Advertisement

Education Department to rate colleges: Isn’t that Playboy’s job?

Share

Was the college you attended -- and, hopefully, graduated from -- a good deal? And what about the college your son/daughter attended, or is attending?

No, it’s not a trick question.

On Thursday, President Obama proposed, as The Times reported, “a new rating system that would reward universities that provide better value for students’ tuition dollars”:

By 2018, the Department of Education would seek to use that rating system to reward colleges providing the best value, allocating larger grants to universities that see better outcomes.

Advertisement

Such a program would “empower students and families to make good choices,” Obama said, while ensuring that tax dollars weren’t use to subsidize enrollment at universities where students weren’t graduating at a high rate.

Hmmm. Why do I get a funny feeling that this is a concept that just struck a dad with two daughters who will be choosing colleges soon?

Not that it’s so crazy, really. We already have lots of ratings for schools, the most famous perhaps being U.S. News & World Report’s rankings (those are the ones moms and dads check) and Playboy’s Top 10 Party Schools (those are the ones, uh, more attractive to the prospective scholars).

Now, the administration says the new system wouldn’t be like those others:

“Unlike some of the existing college-rankings systems, these are ratings, not rankings,” said James Kvaal, deputy director of the White House Domestic Policy Council. “There’s not going to be an attempt to distinguish, for example, between the 23rd and 24th best university. Instead, the idea is to give students some guidance about which colleges are creating value and which are not.”

Which is their idea. But who knows what consumers will make of it?

Picking a college in somewhat the same way one would pick out a new car, big-screen TV or mattress seems -- oh, I don’t know, a long way from Socrates?

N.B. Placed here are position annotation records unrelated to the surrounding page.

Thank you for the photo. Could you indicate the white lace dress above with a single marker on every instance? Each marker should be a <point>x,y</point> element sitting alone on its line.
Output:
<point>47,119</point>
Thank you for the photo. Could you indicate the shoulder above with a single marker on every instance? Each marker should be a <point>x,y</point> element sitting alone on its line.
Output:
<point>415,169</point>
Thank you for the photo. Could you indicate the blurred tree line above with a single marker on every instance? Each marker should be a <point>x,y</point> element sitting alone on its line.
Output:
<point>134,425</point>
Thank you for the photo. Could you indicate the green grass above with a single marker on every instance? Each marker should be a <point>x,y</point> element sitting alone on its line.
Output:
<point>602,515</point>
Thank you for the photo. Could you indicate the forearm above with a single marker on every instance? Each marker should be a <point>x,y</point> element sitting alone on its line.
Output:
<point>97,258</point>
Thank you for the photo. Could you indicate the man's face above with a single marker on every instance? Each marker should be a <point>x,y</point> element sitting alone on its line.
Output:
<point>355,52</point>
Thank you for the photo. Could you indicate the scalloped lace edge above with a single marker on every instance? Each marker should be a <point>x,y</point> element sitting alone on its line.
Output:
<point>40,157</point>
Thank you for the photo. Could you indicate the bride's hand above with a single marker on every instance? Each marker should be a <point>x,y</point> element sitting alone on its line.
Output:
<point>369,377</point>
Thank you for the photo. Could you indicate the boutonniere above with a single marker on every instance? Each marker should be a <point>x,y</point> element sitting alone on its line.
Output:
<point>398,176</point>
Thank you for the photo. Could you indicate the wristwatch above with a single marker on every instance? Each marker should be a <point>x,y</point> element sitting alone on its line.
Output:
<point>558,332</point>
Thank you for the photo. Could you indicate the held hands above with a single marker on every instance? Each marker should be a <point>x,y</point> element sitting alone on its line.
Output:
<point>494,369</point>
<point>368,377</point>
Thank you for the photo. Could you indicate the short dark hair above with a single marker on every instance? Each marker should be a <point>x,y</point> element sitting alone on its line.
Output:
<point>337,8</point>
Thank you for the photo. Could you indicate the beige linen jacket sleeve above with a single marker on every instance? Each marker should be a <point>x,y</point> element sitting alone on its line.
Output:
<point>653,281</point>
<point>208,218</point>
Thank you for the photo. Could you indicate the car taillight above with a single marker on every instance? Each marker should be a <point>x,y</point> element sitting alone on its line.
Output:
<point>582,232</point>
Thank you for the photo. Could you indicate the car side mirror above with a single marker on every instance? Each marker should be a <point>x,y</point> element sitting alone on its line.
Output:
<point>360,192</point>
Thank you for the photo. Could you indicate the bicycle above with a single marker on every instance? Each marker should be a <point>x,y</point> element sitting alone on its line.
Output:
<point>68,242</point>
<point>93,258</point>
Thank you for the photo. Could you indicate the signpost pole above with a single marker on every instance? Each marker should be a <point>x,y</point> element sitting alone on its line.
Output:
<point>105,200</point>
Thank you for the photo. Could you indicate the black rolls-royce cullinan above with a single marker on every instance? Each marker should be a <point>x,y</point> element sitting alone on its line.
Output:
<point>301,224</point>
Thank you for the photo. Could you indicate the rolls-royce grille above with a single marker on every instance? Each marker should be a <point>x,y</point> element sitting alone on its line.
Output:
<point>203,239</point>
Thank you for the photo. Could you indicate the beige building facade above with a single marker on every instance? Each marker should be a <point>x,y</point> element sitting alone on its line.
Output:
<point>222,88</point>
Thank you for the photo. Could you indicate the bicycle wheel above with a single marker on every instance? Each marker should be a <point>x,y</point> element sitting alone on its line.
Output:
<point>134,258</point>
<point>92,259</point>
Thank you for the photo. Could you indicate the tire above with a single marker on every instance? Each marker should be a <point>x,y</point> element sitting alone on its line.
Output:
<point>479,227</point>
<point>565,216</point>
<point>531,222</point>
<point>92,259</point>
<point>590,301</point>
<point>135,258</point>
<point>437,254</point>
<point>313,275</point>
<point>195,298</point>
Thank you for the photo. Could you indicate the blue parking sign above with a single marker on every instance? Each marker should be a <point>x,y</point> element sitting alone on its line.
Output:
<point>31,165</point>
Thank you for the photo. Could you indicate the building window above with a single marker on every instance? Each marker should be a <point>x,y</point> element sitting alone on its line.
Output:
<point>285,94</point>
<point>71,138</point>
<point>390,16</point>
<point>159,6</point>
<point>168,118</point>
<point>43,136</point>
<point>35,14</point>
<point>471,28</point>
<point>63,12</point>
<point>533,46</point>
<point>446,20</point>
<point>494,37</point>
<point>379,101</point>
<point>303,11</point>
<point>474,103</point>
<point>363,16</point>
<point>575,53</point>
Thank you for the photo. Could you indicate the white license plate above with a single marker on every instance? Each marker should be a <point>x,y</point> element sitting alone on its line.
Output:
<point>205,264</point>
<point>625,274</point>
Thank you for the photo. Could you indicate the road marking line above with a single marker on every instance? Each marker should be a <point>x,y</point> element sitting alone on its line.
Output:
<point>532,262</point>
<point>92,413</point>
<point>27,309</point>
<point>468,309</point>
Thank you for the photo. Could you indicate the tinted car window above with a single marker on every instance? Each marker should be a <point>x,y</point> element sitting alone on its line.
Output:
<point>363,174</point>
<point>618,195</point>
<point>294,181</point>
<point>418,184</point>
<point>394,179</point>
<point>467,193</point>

When I attended school -- no, I didn’t have Socrates; he had chugged the dreaded hemlock at a kegger a few short years before I got there -- I had based my choice on a simple rating system: It was the best one I could afford. Tuition was $425, as I recall. Oh, and being a state school, it had to take me because I had a high school diploma. So no, it wasn’t Harvard or Stanford.

Advertisement

Also, it seemed a better choice than Door No. 2, which was a one-year tour of a place called Vietnam.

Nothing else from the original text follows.